Foreign investors flee on tax surcharges and slow economy

India’s loss in stocks in July has been the gain of Thailand, Indonesia, South Korea and Japan, as these countries have seen July inflows ranging from USD 400 million to USD 1.7 billion.
Representational image
Representational image

July was market mayhem at its worst. By the end of trading day on Tuesday, the second last day of the month, the Nifty Index had slumped to 11,085, losing 603 points or 5.2 per cent in just nine sessions. This was the lowest level of the stock market in the last five months. The sharp erosion has been triggered by a massive sell-off by Foreign Portfolio Investors (FPIs), who have pulled out more than Rs 11,000 crore last month on worries about the new, inhospitable tax surcharges and a slowing economy.

India’s loss has been the gain of Thailand, Indonesia, South Korea and Japan, as these countries have seen July inflows ranging from USD 400 million to USD 1.7 billion.  This mood is in sharp contrast to the run-up to general elections and after, where the Modi government winning a second term saw the same FPIs pumping in over Rs 60,000 crore into the Indian capital markets in the March-May period. 

Budget shockers

The strong India bet was born from an expectation of a high growth, strong economic stimulus by investors. Unfortunately, Nirmala Sitharaman’s maiden budget proved to a shocker. The Robin Hood tax on the super-rich – 3 per cent rise for those earning between Rs  2 and 5 crore a year and 7 per cent rise for those with incomes above Rs  5 crore - has taken the highest income tax slab to 42.7 per cent, provoking sniggers about the return of Nehruvian socialism. 

As the realisation has sunk in that the high individual tax rates are applicable to trusts and Association of Persons (AoPs) as well, these foreign investors began withdrawing to look for greener pastures. As many as 40 per cent of the over 9,000 FPIs are registered in India as trusts or AoPs to side-step cumbersome disclosure rules.

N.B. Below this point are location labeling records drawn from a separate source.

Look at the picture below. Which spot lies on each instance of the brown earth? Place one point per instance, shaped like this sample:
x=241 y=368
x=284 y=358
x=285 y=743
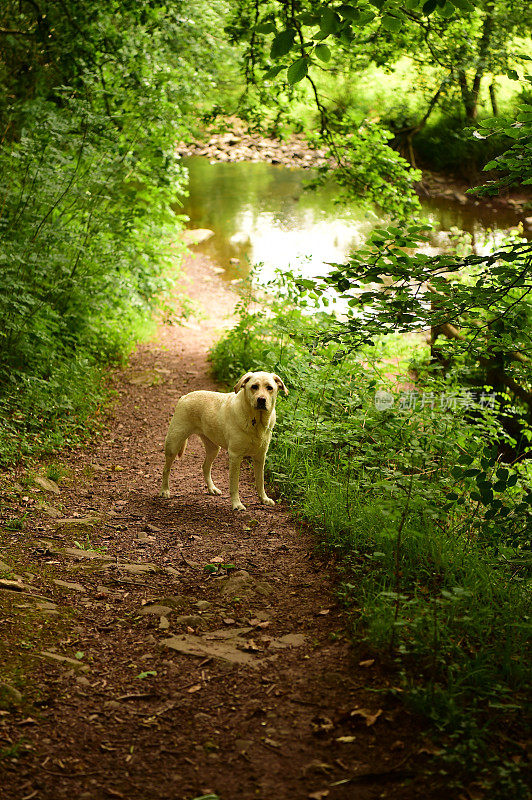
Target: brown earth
x=270 y=698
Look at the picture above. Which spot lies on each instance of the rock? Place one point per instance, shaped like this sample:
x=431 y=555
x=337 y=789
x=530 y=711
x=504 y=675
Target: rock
x=198 y=646
x=288 y=640
x=47 y=484
x=9 y=696
x=79 y=522
x=64 y=660
x=75 y=587
x=240 y=583
x=76 y=552
x=14 y=586
x=137 y=569
x=174 y=601
x=193 y=620
x=153 y=608
x=50 y=511
x=46 y=605
x=197 y=235
x=145 y=377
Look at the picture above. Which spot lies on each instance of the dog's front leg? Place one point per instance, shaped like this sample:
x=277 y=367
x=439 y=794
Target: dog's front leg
x=234 y=475
x=258 y=468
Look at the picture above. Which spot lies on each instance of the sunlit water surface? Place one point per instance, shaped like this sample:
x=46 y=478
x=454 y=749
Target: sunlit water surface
x=262 y=214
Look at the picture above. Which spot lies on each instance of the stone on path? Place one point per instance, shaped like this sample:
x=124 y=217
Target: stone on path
x=75 y=587
x=64 y=660
x=47 y=484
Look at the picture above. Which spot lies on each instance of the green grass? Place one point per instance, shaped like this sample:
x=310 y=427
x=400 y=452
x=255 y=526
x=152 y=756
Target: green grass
x=423 y=584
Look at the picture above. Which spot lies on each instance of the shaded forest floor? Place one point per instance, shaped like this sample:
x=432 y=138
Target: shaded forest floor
x=174 y=648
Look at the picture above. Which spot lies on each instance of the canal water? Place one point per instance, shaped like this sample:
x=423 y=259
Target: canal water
x=261 y=213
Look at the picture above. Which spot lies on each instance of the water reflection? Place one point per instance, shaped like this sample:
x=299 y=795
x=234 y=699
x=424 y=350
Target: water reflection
x=261 y=213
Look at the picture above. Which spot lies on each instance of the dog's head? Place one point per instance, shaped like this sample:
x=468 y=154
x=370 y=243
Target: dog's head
x=261 y=389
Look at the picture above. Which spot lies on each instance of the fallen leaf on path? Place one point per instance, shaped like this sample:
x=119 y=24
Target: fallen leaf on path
x=321 y=725
x=251 y=646
x=271 y=742
x=370 y=717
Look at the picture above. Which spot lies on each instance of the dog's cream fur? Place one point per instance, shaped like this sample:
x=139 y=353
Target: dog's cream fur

The Budget also imposed a 20 per cent tax on share buybacks by listed companies and increased minimum public shareholding to 35 per cent from the earlier 25 per cent. All this has been perceived as interfering with the flexibility of promoters to devise their ownership norms. 

In her reply to the flak she faced, Finance Minister Nirmala Sitharaman said only 5,000 super-rich individuals were hit by the highest IT slabs; and as many as 8-10 other countries too have higher 40-50 per cent slabs for the rich. However, the market is not impressed. Many have pointed out that Scandinavian countries like Belgium and others like Germany, who have high tax regimes, also have sophisticated welfare programmes to which this tax money is directly routed. India doesn’t. 

Slowdown blues

There was expectation that following representations by industry federations and foreign investors to PMO, some elements of the tax surcharge would be rolled back. However, the government was unmoved; once that became clear, the market meltdown has gathered pace. Another fear of those pulling out money from India is the sputtering economy. A slowdown has gripped business activity on flagging demand and poor consumer sentiment; and there seems to be no end in sight.

The latest data released by the commerce and industry ministry shows growth in eight key sectors slowing to a miserable 0.2 per cent in June, as compared to 7.8 per cent growth in June 2018 and 4.3 per cent for the immediate previous month of May. These sectors include coal production, crude oil, natural gas, fertiliser, steel, cement and electricity. 

These core sector segments account for 40 per cent of the index of industrial production, and reflect the withdrawal of consumers from downstream industries such as automobiles (passenger car production was down nearly 36 per cent in July) and housing. 

Besides the perceptible problems of tax surcharge and an economic slowdown, there are other nagging issues dragging down business sentiment. The lack of a level playing field is a constant refrain. The telecom companies say rules are being tweaked to boost Reliance Jio. In retail, the complainants are Walmart and Amazon, who say Reliance is being favoured. 

Quality and merit is at the receiving end. Andhra Pradesh Chief Minister Jagan Mohan Reddy has announced a reservation of 75 per cent of jobs in infrastructure industries for locals. Madhya Pradesh Chief Minister Kamal Nath too has a 70 per cent job reservation in the private sector for the sons of soil. There is a limit to what companies can be forced to crimp and cringe. Growth does not come from pious declarations. An efficient financial and regulatory system has to be in place. In the near term, it is not in sight.

Take, take, but give as well

The finance minister points out that 8-10 other countries too have 40-50% higher tax slabs for the rich, but the markets aren’t impressed. Many point out that Scandinavian countries like Belgium and others like Germany, who have high tax regimes, also have sophisticated welfare programmes to which this tax money is directly routed. India doesn’t.